Il faut presque dix ans à Tati pour produire Playtime (1967), un exposé détaillé sur les mutations urbanistiques et l’avènement du petit écran dans une culture de masse déjà omniprésente. Précédées par la tendance excessive du réalisateur (d’ailleurs surnommé « Tatillon » sur le plateau) à rechercher la perfection, les anecdotes de tournage – retards illimités (faute de moyens financiers et d’une météo favorable), démesure du décor (une « Tativille » futuriste édifiée su 15 000 m2) – nuisent à la réputation du film. Toutefois, quand bien même la critique multiplie les reproches à l’encontre d’un « mégalomaniaque », le nombre d’entrées totalisé par Playtime offre son plus grand succès populaire à la carrière de Tati. Un succès qui, provoquant la ruine de ses espérances, est bien plus difficile à encaisser qu’un échec. Car le coût final de son ambition – 15 millions de francs au lieu des 2,5 millions initialement prévus – met une hypothèque sur la maison de Tati, sa société en faillite et les droits des deux premiers Hulot aux enchères. Quatre ans plus tard, Trafic (1971) ne parvient pas à éponger les dettes du visionnaire…
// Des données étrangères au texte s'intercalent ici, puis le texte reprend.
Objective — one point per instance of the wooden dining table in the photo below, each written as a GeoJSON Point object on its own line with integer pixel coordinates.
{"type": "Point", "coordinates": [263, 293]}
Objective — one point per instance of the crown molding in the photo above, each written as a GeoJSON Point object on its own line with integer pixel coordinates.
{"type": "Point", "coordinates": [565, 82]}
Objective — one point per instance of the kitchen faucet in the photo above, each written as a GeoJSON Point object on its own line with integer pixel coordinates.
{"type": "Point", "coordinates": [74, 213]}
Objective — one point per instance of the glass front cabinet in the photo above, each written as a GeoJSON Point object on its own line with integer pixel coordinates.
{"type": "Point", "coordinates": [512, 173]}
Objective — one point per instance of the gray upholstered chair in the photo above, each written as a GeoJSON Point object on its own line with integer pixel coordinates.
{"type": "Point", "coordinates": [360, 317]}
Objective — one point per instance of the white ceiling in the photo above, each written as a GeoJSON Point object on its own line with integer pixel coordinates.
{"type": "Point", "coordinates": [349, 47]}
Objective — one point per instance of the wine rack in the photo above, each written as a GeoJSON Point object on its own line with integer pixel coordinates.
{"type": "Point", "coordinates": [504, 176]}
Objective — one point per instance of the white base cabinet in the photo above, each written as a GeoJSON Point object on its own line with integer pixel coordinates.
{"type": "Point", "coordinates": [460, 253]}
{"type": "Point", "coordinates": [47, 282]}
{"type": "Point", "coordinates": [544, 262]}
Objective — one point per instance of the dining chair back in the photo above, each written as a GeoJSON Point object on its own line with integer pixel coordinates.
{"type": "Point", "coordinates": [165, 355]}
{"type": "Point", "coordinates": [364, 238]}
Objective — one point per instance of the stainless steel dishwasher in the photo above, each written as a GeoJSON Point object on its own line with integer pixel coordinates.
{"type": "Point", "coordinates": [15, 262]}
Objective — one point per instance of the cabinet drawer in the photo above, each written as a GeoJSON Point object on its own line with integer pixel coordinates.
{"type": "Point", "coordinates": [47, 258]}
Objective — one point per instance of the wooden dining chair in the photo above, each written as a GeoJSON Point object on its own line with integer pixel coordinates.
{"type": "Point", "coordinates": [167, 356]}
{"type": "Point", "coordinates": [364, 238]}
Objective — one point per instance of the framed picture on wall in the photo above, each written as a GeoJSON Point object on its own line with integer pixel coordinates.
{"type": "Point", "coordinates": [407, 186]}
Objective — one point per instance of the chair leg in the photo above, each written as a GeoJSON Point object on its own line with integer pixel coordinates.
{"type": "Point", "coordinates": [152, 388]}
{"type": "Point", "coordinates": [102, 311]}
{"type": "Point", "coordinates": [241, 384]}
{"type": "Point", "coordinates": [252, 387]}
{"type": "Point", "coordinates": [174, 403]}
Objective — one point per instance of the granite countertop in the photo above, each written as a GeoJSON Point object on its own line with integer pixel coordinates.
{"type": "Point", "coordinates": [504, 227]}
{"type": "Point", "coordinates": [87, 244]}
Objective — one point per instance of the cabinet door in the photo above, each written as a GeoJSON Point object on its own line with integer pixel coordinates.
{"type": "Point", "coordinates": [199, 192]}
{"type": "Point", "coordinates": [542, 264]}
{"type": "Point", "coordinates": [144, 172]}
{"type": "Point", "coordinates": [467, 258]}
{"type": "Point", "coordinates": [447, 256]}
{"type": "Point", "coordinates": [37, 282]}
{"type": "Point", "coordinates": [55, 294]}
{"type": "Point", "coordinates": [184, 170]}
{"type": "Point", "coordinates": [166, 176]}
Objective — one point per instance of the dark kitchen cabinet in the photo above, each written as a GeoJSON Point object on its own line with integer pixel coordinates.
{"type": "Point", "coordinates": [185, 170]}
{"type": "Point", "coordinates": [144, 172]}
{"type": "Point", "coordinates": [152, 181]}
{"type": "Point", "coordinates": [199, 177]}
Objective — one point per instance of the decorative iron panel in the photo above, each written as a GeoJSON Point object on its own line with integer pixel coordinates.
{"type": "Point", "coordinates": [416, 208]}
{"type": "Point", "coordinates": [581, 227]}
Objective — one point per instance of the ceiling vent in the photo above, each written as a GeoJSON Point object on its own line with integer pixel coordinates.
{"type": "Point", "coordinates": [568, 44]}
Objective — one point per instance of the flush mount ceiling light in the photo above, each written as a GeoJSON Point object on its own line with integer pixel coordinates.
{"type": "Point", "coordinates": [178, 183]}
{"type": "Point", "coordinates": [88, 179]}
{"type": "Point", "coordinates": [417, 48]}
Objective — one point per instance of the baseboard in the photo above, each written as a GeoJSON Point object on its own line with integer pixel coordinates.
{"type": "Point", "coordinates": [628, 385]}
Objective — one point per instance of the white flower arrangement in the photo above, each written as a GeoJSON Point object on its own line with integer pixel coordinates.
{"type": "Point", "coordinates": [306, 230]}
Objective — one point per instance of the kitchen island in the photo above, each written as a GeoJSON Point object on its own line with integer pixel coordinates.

L’ultime réalisation de Tati n’est envisageable qu’avec la collaboration technique et surtout budgétaire d’une télévision suédoise. À l’instar de cette exhibition du même nom que font les bateleurs avant la représentation, pour attirer leur assistance, le téléfilm Parade (1974) passe en revue différents numéros de cirque et de variétés. Un Monsieur Loyal a délogé M. Hulot, et Tati, dans un dernier pied-de-nez théâtral, comme une riposte vidéo finale à l’industrie cinématographique et ses contraintes économiques, rejoue ses saynètes d’antan devant un véritable public.
Jacques Tati, sans dialogues mais une bande son très écrite, a toujours parlé de la tragique disparition d’une philosophie (de vie) humaniste, voire du sentiment d’humanité. Il nous a quittés en 1982 tandis qu’il travaillait le scénario d’une œuvre au titre évocateur : Confusion.